Data as Water
Lots of terminology in the data world refers to data as essentially water - data lakes, data oceans, data flows, and so forth. Even Amazon’s S3 service puts data into buckets. In chatting the other day with a fellow data professional, it became clear that the metaphor of data as water goes beyond just oceans and lakes, though - and much, much deeper.
Just as water is the essential compound for sustaining life on our planet, so to is data the essential element for sustaining the life of an organization. In nature, water arrives in the form of rain - which can be heavy or light - and in business, data arrives sometimes in a trickle and sometimes as a flood.
As data professionals, we have to be prepared to build the plumbing that takes data from its sources and moves it where it needs to go. The pipes, elbows, valves and more that we do this with are what clean, filter, integrate, and standardize our data. The valves may be some of the most important parts of this, which are often overlooked.
While it can be tempting to build a single run of pipe, bending and turning and twisting as necessary to carry our data from point A to point B, it’s critical that we interrupt that flow sometimes with a valve that we can turn on or off, or redirect to a separate course. What happens when we realize that we’ve built some part of our plumbing incorrectly? Without smartly placed valves, we’re forced to reconstruct the entire thing; on the other hand, if we’ve integrated a couple of valves into our plan, then we can turn the flow off for a bit, fix the part between the valves, and keep going.
This idea of modularity is a concept that’s borrowed from lots of other domains within computer science but which I feel is important when working with data.. Being able to pause the waterworks and examine the quality of the data passing through a particular point is incredibly helpful to diagnosing and correcting problems that occur in an otherwise mature and well-performing data flow process. Sure, you can do every bit of data processing in a single step - but should you?

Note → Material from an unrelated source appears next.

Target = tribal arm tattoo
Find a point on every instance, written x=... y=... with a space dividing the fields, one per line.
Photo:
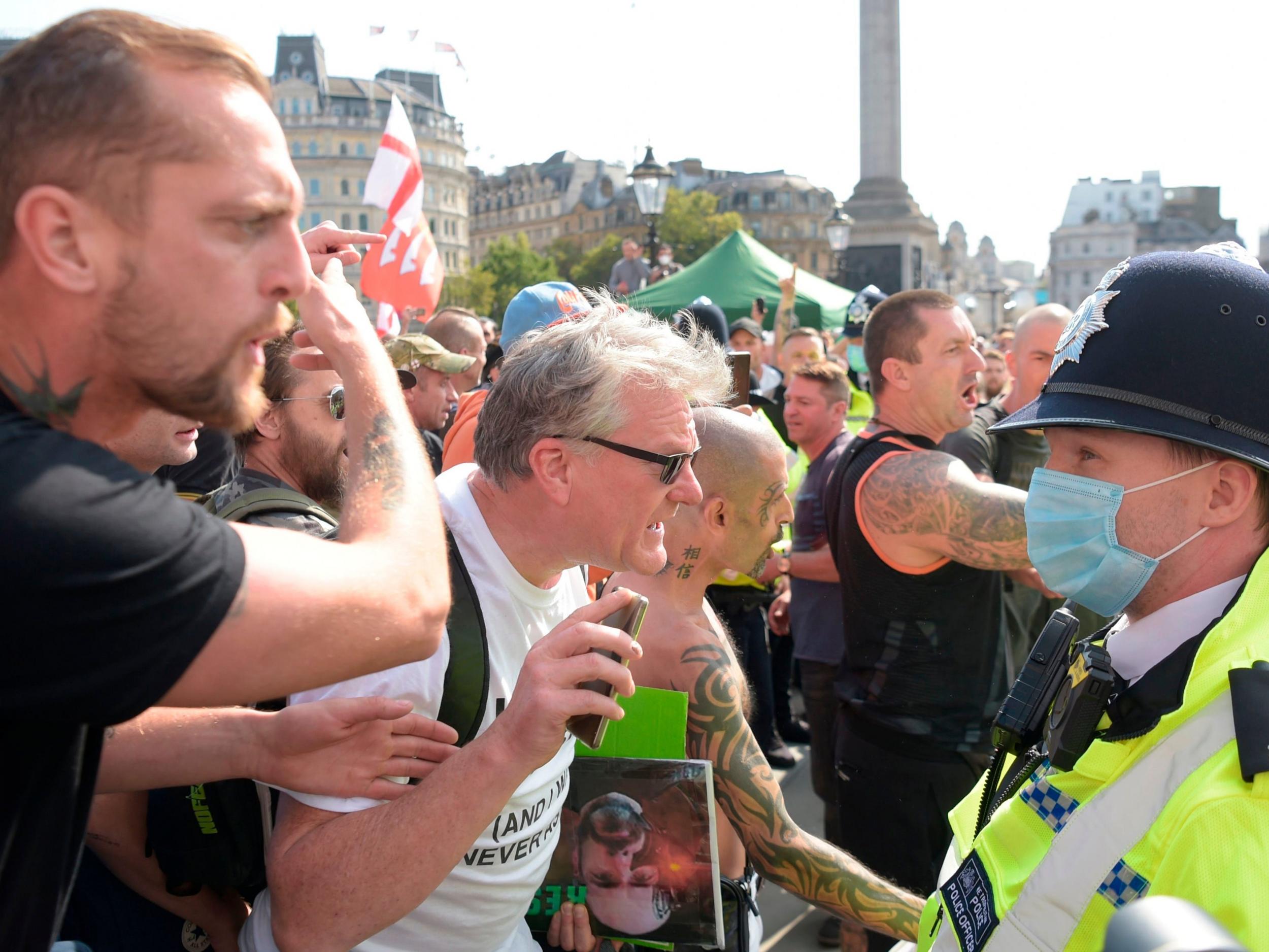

Of course, as with anything else, the answer is it depends. But more often than not, unless we’re talking about real-time or near-real-time applications in which every microsecond is critical, there is opportunity to modularize the work and allow (even if it’s just temporarily) for data to be examined at different steps in its flow.
Having these sorts of intermediate data in place are a great way to allow your data engineers to examine and forensically deduce the cause of problems you’re having later in your data pipeline - just like they’d allow a plumber working with water to remove a section of pipe to ascertain whether there’s a blockage there. And - just like with plumbing - while we’d love to believe that there’s never going to be a problem that’ll require that ability, we should recognize that of course there will be, and of course it’ll make things easier to be able to examine it in that fashion.
It’s easy to overdo that sort of approach, and end up with tons of extra data sitting around that you don’t need and which never gets cleaned up - I’m not advocating for that. But making a couple of data “valves” a part of your processing plan from the very beginning is a smart way to ensure you’re giving future data plumbers a fighting chance at fixing problems without having to rip out the pipes down to the studs.